О да, она бы многое хотела забыть. Но ведь это слабость, разве нет? Это бутафория. Неправда. Это будет не разум Гермионы Грейнджер. Не её память. И всё же…

– Я не знаю, Драко, – она заметила, что он словно дернулся, хотя, возможно, ей и показалось. – Все эти воспоминания давят, но…

Гермиона поежилась, словно ей стало холодно. На самом деле, она словно чувствовала ледяное дыхание пережитого кошмара за своей спиной. Её личные демоны, созданные из военной крови и взращённые её искалеченной плотью, шептали на ухо, что она в аду собственной памяти и ей не выбраться никогда. Волосы на затылке зашевелились, и она судорожно сглотнула.

Кажется, Малфой услышал её приближающуюся панику и потому повернул голову. Его внимательные глаза скользнули по её лицу и замерли в районе глаз. Она смотрела, не в состоянии оторваться. Где-то в душе «хрупкая», по словам Малфоя, девушка отчаянно цеплялась за его внимательный и спокойный взгляд, который успокаивал и её саму.

– Я думаю, один вопрос я приберегу на потом.

Она не ожидала от него этого. Он пожалел её? Хотел помочь пережить собственный страх? Или, наоборот, хотел оставить за ней должок?

– Твое желание?

Малфой нахмурился. На его лице не отражались эмоции, в отличии от лица Гермионы, на котором, как она знала, отражалось буквально всё. Тем не менее, он выглядел как человек, который не может что-то решить. Он оглянулся вокруг: сумерки постепенно сгущались, на его лице отражались блики «золотого времени солнца», и это делало его каким-то неземным. Гермиона просто не могла отвести взгляд, кляня себя внутри на разный лад. Но отказаться от лучей на его темных ресницах было сродни кощунству. Ни в коем случае. В её жизни и так существовало не слишком-то много радости и красоты, верно? Почему бы не воспользоваться моментом, чтобы просто полюбоваться кем-то?

Не кем-то, Гермиона, а Драко Малфоем, и ты безнадежно обманываешь себя, если полагаешь, что это лишь естественный эстетический порыв. Скорее уж плотский. Определенно плотский.

– Потанцуем? – Малфой встал и протянул ей руку.

Однако Гермиона не торопилась. Танцы? Танцевать?
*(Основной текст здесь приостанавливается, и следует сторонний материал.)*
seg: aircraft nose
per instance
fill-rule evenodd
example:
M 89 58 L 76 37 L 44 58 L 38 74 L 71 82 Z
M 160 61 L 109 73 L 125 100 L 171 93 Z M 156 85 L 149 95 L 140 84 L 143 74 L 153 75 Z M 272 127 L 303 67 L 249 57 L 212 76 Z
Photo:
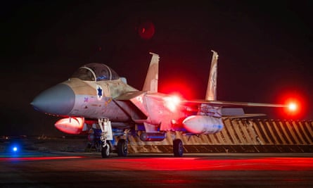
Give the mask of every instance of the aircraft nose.
M 39 94 L 30 104 L 37 111 L 53 115 L 67 115 L 74 107 L 75 94 L 67 84 L 58 84 Z

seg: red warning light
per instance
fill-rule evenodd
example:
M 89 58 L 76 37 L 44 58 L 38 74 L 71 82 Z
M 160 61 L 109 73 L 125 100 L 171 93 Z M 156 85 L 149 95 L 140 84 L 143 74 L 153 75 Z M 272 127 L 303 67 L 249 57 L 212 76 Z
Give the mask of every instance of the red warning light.
M 287 106 L 284 108 L 283 115 L 287 118 L 300 118 L 303 116 L 305 102 L 303 97 L 299 94 L 286 94 L 282 98 L 283 104 Z
M 138 28 L 138 34 L 143 39 L 150 39 L 153 37 L 154 32 L 154 25 L 150 21 L 141 23 Z
M 291 102 L 288 104 L 288 108 L 290 111 L 295 111 L 298 108 L 298 105 L 295 102 Z

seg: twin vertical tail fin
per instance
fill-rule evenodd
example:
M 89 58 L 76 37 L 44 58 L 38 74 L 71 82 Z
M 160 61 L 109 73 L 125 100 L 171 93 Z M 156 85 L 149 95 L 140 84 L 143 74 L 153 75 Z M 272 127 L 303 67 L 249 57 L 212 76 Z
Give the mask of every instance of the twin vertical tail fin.
M 210 69 L 209 80 L 207 82 L 207 93 L 205 94 L 206 101 L 216 101 L 217 99 L 217 59 L 219 55 L 216 51 L 212 56 L 211 68 Z
M 152 52 L 150 52 L 150 54 L 152 55 L 151 61 L 150 61 L 150 65 L 142 90 L 156 93 L 158 92 L 160 56 Z

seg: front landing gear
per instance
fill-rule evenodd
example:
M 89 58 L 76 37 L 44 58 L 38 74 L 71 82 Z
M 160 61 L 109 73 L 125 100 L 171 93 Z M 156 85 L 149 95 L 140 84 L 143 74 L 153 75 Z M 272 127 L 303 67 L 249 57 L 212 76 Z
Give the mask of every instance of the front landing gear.
M 173 140 L 173 153 L 176 157 L 181 157 L 184 153 L 183 142 L 180 139 Z
M 108 141 L 113 139 L 111 122 L 108 119 L 103 118 L 98 119 L 98 122 L 102 131 L 101 137 L 100 137 L 101 141 L 101 156 L 102 158 L 108 158 L 111 152 L 110 143 L 108 143 Z
M 119 156 L 127 156 L 127 142 L 124 139 L 119 139 L 117 142 L 117 155 Z
M 110 153 L 110 144 L 106 143 L 105 146 L 101 147 L 101 156 L 102 158 L 108 158 Z

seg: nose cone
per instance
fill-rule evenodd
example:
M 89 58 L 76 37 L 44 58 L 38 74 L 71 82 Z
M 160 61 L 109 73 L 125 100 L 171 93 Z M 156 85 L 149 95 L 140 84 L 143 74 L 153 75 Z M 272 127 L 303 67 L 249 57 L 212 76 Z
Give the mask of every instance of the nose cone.
M 61 115 L 70 113 L 75 102 L 73 90 L 67 84 L 59 84 L 41 92 L 30 104 L 37 111 Z

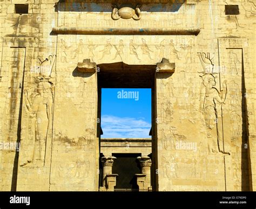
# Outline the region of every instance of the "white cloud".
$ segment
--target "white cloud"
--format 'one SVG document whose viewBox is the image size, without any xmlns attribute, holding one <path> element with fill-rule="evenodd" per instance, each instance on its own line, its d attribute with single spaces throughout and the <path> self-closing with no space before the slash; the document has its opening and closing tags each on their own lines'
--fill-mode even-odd
<svg viewBox="0 0 256 209">
<path fill-rule="evenodd" d="M 149 138 L 151 124 L 142 118 L 102 116 L 102 138 Z"/>
</svg>

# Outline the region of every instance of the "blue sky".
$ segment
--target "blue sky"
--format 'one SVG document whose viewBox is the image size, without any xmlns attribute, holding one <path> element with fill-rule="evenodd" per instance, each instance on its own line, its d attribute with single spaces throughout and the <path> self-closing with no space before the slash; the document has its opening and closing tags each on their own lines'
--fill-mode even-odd
<svg viewBox="0 0 256 209">
<path fill-rule="evenodd" d="M 103 88 L 101 126 L 102 138 L 150 137 L 151 89 Z"/>
</svg>

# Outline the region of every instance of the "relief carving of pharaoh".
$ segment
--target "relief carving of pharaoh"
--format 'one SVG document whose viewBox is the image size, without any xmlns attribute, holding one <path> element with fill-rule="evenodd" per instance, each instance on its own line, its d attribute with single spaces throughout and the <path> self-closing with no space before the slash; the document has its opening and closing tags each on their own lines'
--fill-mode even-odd
<svg viewBox="0 0 256 209">
<path fill-rule="evenodd" d="M 113 10 L 111 17 L 114 20 L 120 18 L 126 19 L 132 18 L 135 20 L 138 20 L 141 18 L 141 12 L 139 9 L 141 6 L 140 4 L 138 4 L 135 8 L 131 4 L 122 4 L 119 7 L 116 4 L 113 4 L 112 6 Z"/>
</svg>

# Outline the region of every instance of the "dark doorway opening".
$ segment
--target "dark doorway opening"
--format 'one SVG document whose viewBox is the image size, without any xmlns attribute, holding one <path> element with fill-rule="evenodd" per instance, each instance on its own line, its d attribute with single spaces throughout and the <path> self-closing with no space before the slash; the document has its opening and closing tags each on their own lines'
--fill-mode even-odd
<svg viewBox="0 0 256 209">
<path fill-rule="evenodd" d="M 116 188 L 138 189 L 135 174 L 140 173 L 137 157 L 141 155 L 113 154 L 113 156 L 117 159 L 113 164 L 112 172 L 118 175 Z"/>
</svg>

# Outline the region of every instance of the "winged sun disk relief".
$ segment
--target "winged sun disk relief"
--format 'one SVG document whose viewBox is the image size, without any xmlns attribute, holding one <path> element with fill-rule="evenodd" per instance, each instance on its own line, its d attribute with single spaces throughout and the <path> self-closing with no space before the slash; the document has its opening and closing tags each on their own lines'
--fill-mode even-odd
<svg viewBox="0 0 256 209">
<path fill-rule="evenodd" d="M 141 12 L 139 9 L 141 6 L 140 4 L 138 4 L 135 9 L 130 5 L 121 5 L 118 8 L 116 4 L 112 4 L 112 6 L 113 10 L 111 17 L 114 20 L 120 18 L 125 19 L 132 18 L 135 20 L 138 20 L 141 18 Z"/>
</svg>

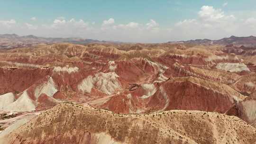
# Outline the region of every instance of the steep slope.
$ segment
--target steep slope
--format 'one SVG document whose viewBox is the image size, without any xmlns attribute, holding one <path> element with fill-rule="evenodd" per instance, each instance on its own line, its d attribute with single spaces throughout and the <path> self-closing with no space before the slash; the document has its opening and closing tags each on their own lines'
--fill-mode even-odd
<svg viewBox="0 0 256 144">
<path fill-rule="evenodd" d="M 7 144 L 251 144 L 256 142 L 256 129 L 239 118 L 198 111 L 121 115 L 62 104 L 24 123 L 16 124 L 16 127 L 21 126 L 16 129 L 4 131 L 5 136 L 0 134 L 0 141 Z"/>
</svg>

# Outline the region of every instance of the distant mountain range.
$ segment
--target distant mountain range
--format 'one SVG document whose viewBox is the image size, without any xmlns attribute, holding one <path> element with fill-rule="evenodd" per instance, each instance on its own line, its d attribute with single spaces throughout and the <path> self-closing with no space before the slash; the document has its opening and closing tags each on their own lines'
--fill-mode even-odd
<svg viewBox="0 0 256 144">
<path fill-rule="evenodd" d="M 33 35 L 19 36 L 15 34 L 0 35 L 0 49 L 27 47 L 38 44 L 50 44 L 58 43 L 69 43 L 81 45 L 89 43 L 119 43 L 117 42 L 99 41 L 79 37 L 43 37 Z"/>
<path fill-rule="evenodd" d="M 247 37 L 238 37 L 231 36 L 229 37 L 223 38 L 219 40 L 212 40 L 208 39 L 191 40 L 178 42 L 169 42 L 169 43 L 188 43 L 197 45 L 245 45 L 246 46 L 256 46 L 256 37 L 250 36 Z"/>
<path fill-rule="evenodd" d="M 59 43 L 69 43 L 80 45 L 90 43 L 121 43 L 121 42 L 118 42 L 99 41 L 91 39 L 83 39 L 80 37 L 44 37 L 34 35 L 19 36 L 15 34 L 0 35 L 0 49 L 30 47 L 37 45 Z M 246 47 L 256 47 L 256 37 L 254 36 L 247 37 L 231 36 L 229 37 L 223 38 L 219 40 L 198 39 L 188 41 L 169 42 L 167 43 L 185 43 L 202 45 L 233 45 L 238 46 L 244 45 Z"/>
</svg>

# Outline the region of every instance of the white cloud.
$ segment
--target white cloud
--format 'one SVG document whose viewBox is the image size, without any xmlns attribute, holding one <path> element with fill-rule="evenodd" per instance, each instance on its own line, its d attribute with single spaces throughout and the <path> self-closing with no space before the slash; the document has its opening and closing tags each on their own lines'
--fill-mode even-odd
<svg viewBox="0 0 256 144">
<path fill-rule="evenodd" d="M 30 19 L 32 20 L 33 20 L 33 21 L 35 21 L 35 20 L 37 20 L 37 18 L 36 18 L 36 17 L 32 17 L 30 18 Z"/>
<path fill-rule="evenodd" d="M 8 20 L 0 20 L 0 25 L 2 25 L 8 27 L 10 27 L 16 24 L 16 21 L 12 19 Z"/>
<path fill-rule="evenodd" d="M 246 27 L 252 28 L 252 30 L 256 30 L 256 18 L 249 18 L 245 20 L 244 24 L 246 26 Z"/>
<path fill-rule="evenodd" d="M 225 7 L 226 6 L 227 6 L 227 5 L 228 5 L 228 2 L 227 2 L 224 3 L 222 4 L 222 7 Z"/>
<path fill-rule="evenodd" d="M 110 18 L 109 20 L 105 20 L 102 23 L 102 26 L 105 26 L 113 24 L 115 23 L 115 19 L 113 18 Z"/>
<path fill-rule="evenodd" d="M 34 26 L 33 25 L 32 25 L 32 24 L 29 24 L 29 23 L 25 23 L 25 25 L 27 26 L 27 28 L 28 29 L 30 29 L 30 30 L 36 30 L 37 29 L 37 26 Z"/>
<path fill-rule="evenodd" d="M 151 32 L 157 32 L 159 31 L 159 24 L 153 19 L 150 19 L 150 22 L 146 24 L 146 29 Z"/>
</svg>

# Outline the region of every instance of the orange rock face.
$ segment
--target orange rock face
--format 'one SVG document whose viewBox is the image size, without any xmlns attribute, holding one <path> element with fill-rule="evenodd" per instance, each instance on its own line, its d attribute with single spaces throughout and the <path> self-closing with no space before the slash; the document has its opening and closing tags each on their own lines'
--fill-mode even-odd
<svg viewBox="0 0 256 144">
<path fill-rule="evenodd" d="M 251 48 L 234 45 L 171 44 L 56 44 L 3 50 L 0 52 L 0 111 L 6 114 L 41 112 L 58 104 L 71 102 L 119 114 L 146 115 L 174 110 L 217 112 L 239 117 L 255 126 L 254 54 Z M 69 112 L 73 111 L 69 110 Z M 55 118 L 55 122 L 61 121 Z M 152 118 L 155 118 L 139 122 L 152 123 Z M 93 119 L 96 122 L 89 123 L 97 122 L 97 119 Z M 55 127 L 55 130 L 74 123 L 67 120 Z M 136 125 L 133 123 L 129 126 Z M 51 126 L 51 124 L 46 125 Z M 54 135 L 48 134 L 44 139 L 38 139 L 42 136 L 38 133 L 35 134 L 38 135 L 32 132 L 29 135 L 22 133 L 15 135 L 17 138 L 12 142 L 20 144 L 24 137 L 30 138 L 22 144 L 44 144 L 53 140 L 56 142 L 54 144 L 60 144 L 64 140 L 67 143 L 97 144 L 101 137 L 110 143 L 126 140 L 119 139 L 119 135 L 111 133 L 113 128 L 109 128 L 92 132 L 72 128 L 61 134 L 51 131 Z M 155 130 L 151 132 L 155 134 Z M 168 130 L 162 131 L 165 131 Z M 216 138 L 216 135 L 212 136 L 215 138 L 213 141 L 198 143 L 217 144 L 216 141 L 221 138 Z M 191 144 L 196 144 L 197 140 L 193 136 L 186 138 Z M 167 144 L 166 137 L 159 140 Z M 180 139 L 177 142 L 185 141 Z M 222 144 L 227 139 L 218 142 Z"/>
</svg>

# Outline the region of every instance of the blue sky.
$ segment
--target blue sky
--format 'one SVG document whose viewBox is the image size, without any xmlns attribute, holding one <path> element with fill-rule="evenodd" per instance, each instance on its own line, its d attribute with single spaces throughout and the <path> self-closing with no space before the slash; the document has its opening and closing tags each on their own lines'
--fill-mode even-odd
<svg viewBox="0 0 256 144">
<path fill-rule="evenodd" d="M 146 43 L 256 35 L 252 0 L 0 2 L 0 34 Z"/>
</svg>

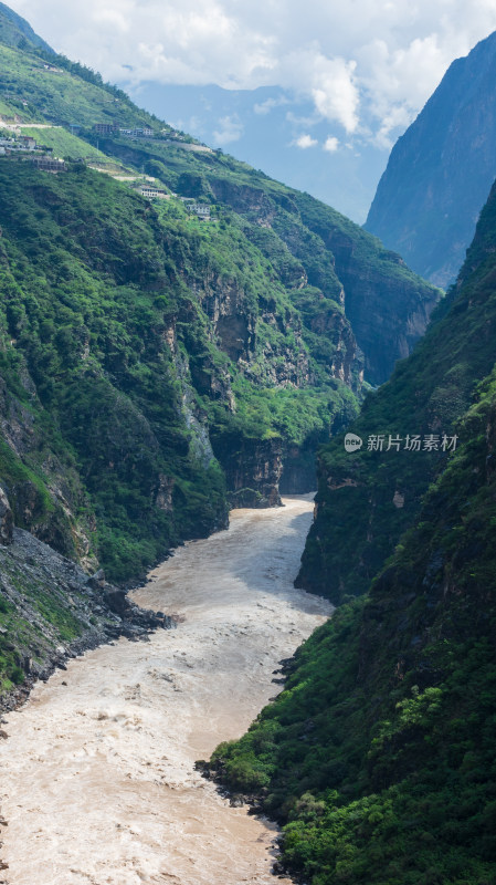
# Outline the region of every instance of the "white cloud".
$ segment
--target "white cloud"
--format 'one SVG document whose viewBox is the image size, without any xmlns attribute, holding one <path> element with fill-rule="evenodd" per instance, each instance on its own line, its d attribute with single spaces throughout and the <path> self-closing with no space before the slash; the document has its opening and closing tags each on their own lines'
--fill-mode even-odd
<svg viewBox="0 0 496 885">
<path fill-rule="evenodd" d="M 274 107 L 281 107 L 281 105 L 288 104 L 288 98 L 285 95 L 279 95 L 277 98 L 266 98 L 265 102 L 261 102 L 253 105 L 253 111 L 255 114 L 260 114 L 265 116 L 270 114 Z"/>
<path fill-rule="evenodd" d="M 316 138 L 313 138 L 312 135 L 305 134 L 300 135 L 299 138 L 295 138 L 293 144 L 296 145 L 296 147 L 300 147 L 302 150 L 306 150 L 308 147 L 318 145 L 318 142 Z"/>
<path fill-rule="evenodd" d="M 244 126 L 238 116 L 221 117 L 218 123 L 220 128 L 213 133 L 215 145 L 229 145 L 240 140 Z"/>
<path fill-rule="evenodd" d="M 387 147 L 450 62 L 496 29 L 495 0 L 9 0 L 113 82 L 281 86 L 316 119 Z M 130 65 L 129 71 L 126 65 Z M 266 103 L 255 113 L 271 110 Z M 219 134 L 234 140 L 235 127 Z M 224 138 L 225 143 L 225 138 Z"/>
<path fill-rule="evenodd" d="M 336 138 L 335 135 L 329 135 L 328 138 L 324 142 L 324 150 L 328 150 L 329 154 L 335 154 L 339 147 L 339 139 Z"/>
</svg>

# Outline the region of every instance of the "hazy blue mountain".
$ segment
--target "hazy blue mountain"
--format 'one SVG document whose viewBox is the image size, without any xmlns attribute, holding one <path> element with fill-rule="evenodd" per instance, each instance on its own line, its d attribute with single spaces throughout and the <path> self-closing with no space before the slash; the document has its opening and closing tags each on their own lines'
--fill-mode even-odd
<svg viewBox="0 0 496 885">
<path fill-rule="evenodd" d="M 34 46 L 45 52 L 53 52 L 51 46 L 33 31 L 31 24 L 4 3 L 0 3 L 0 41 L 8 46 L 19 49 Z"/>
<path fill-rule="evenodd" d="M 496 32 L 457 59 L 379 183 L 366 228 L 437 285 L 452 282 L 496 176 Z"/>
<path fill-rule="evenodd" d="M 346 133 L 318 119 L 312 102 L 297 100 L 279 86 L 223 90 L 151 82 L 120 85 L 141 107 L 178 129 L 306 190 L 358 223 L 365 221 L 387 152 L 357 138 L 347 146 Z M 303 134 L 317 144 L 298 147 L 296 140 Z M 324 149 L 329 136 L 339 140 L 334 153 Z"/>
</svg>

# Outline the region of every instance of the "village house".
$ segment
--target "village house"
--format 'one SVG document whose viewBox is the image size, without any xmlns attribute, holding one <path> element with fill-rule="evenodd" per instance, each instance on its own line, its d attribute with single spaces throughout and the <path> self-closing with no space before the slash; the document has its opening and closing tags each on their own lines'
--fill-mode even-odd
<svg viewBox="0 0 496 885">
<path fill-rule="evenodd" d="M 36 169 L 41 169 L 45 173 L 65 173 L 67 170 L 67 164 L 63 159 L 32 157 L 31 163 Z"/>
<path fill-rule="evenodd" d="M 137 192 L 141 195 L 141 197 L 146 197 L 147 199 L 160 199 L 160 200 L 168 200 L 170 195 L 166 194 L 165 190 L 159 190 L 156 187 L 150 187 L 150 185 L 140 185 L 137 188 Z"/>
<path fill-rule="evenodd" d="M 20 135 L 18 142 L 24 150 L 35 150 L 36 148 L 36 139 L 32 138 L 30 135 Z"/>
<path fill-rule="evenodd" d="M 208 204 L 192 202 L 190 206 L 188 206 L 188 209 L 203 220 L 210 219 L 210 206 L 208 206 Z"/>
<path fill-rule="evenodd" d="M 115 123 L 95 123 L 93 129 L 97 135 L 116 135 L 118 126 Z"/>
<path fill-rule="evenodd" d="M 152 138 L 154 137 L 154 129 L 148 127 L 145 128 L 135 128 L 135 129 L 119 129 L 120 135 L 124 135 L 126 138 Z"/>
</svg>

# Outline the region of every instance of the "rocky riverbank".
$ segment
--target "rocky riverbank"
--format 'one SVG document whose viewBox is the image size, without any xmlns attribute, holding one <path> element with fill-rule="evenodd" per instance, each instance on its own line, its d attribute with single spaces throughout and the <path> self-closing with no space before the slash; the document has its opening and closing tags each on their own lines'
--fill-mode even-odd
<svg viewBox="0 0 496 885">
<path fill-rule="evenodd" d="M 13 529 L 0 546 L 0 654 L 8 662 L 0 712 L 67 660 L 125 636 L 147 639 L 171 618 L 133 603 L 103 571 L 89 576 L 30 532 Z"/>
<path fill-rule="evenodd" d="M 187 543 L 133 593 L 177 629 L 70 660 L 8 714 L 10 885 L 274 881 L 276 829 L 194 764 L 246 729 L 279 690 L 278 662 L 330 612 L 293 586 L 310 496 L 285 504 L 234 511 L 228 531 Z"/>
</svg>

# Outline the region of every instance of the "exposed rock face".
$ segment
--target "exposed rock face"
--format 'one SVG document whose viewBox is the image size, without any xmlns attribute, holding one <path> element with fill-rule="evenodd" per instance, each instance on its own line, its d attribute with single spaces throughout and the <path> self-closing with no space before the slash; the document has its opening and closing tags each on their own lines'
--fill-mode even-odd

Па и все те вещи, в которых ей пригодились бы хорошо управляемые конечности?

Но это не её сказка. В этом мире у нее две ноги, обе словно плохо пришитые. Координация – вообще не её. Мерлин, зачем ему вообще понадобилось танцевать? Еще и посреди маггловского парка аттракционов.

Малфой – хаос.

Как она могла забыть? Ты можешь предполагать что угодно, но Малфою всё равно на то, что ты там себе навыдумывала. Он может завалиться к тебе домой или решить потанцевать посреди парка без музыки. Твое дело простое – поднять челюсть с земли и идти за ним.

Сейчас он протягивал ей руку. И если Гермиона примет её, то признает, что сделает всё, что он хочет, если же нет… А собственно, что ей терять? Никто не знает её здесь, и она будет отвратительной обманщицей, если не признается себе, что даже имея две левых ноги, не мечтала бы потанцевать с красивым мужчиной в предзакатных лучах редкого лондонского солнца.

В её голове сразу возник его безупречный образ на Святочном Балу. Именно это и подтолкнуло её вложить ладонь в его руку.

– Слава Мерлину и Моргане, я уж было начал думать, что тебя замкнуло и мне придется тащить тебя в таком виде к Поттеру, чтобы он сломал мне нос и порвал меня на мелкие аристократичные кусочки.

Малфой притянул её к себе, и в нос ударил его парфюм. Это произвело такой ошеломительный эффект, что Гермионе расхотелось говорить. Ей было даже все равно, где они, а главное – кто они. Она прижалась к нему крепче, а он, кажется, не возражал. Одна его рука покоилась на ее спине, и Гермиона могла поклясться, что кончиками пальцев он что-то вычерчивал там. Однако отвечать за рецепторы своего тела она не могла: все оно словно в мгновение ока стало ватным и каким-то эфемерным. Ей так хотелось положить подбородок Малфой на плечо, но он был значительно выше, поэтому у неё получилось лишь слегка прикоснуться лбом к его свитеру и закрыть глаза.

Эта часть ее жизни была слепым пятном. Ни после войны, ни уж тем более до нее у Гермионы было желания… Если быть точнее, она никогда не расставляла приоритеты так, чтобы выбирать свои чувства. Уважать женщину внутри себя. На первом месте всегда стояло спасение мира или друзей. Именно поэтому она осталась с Гарри, когда Рон их бросил. Именно поэтому она не смогла пожертвовать своей работой в пользу личной жизни. Это никогда не было необходимостью. И потому Гермиона всегда выбирала другие стороны жизни.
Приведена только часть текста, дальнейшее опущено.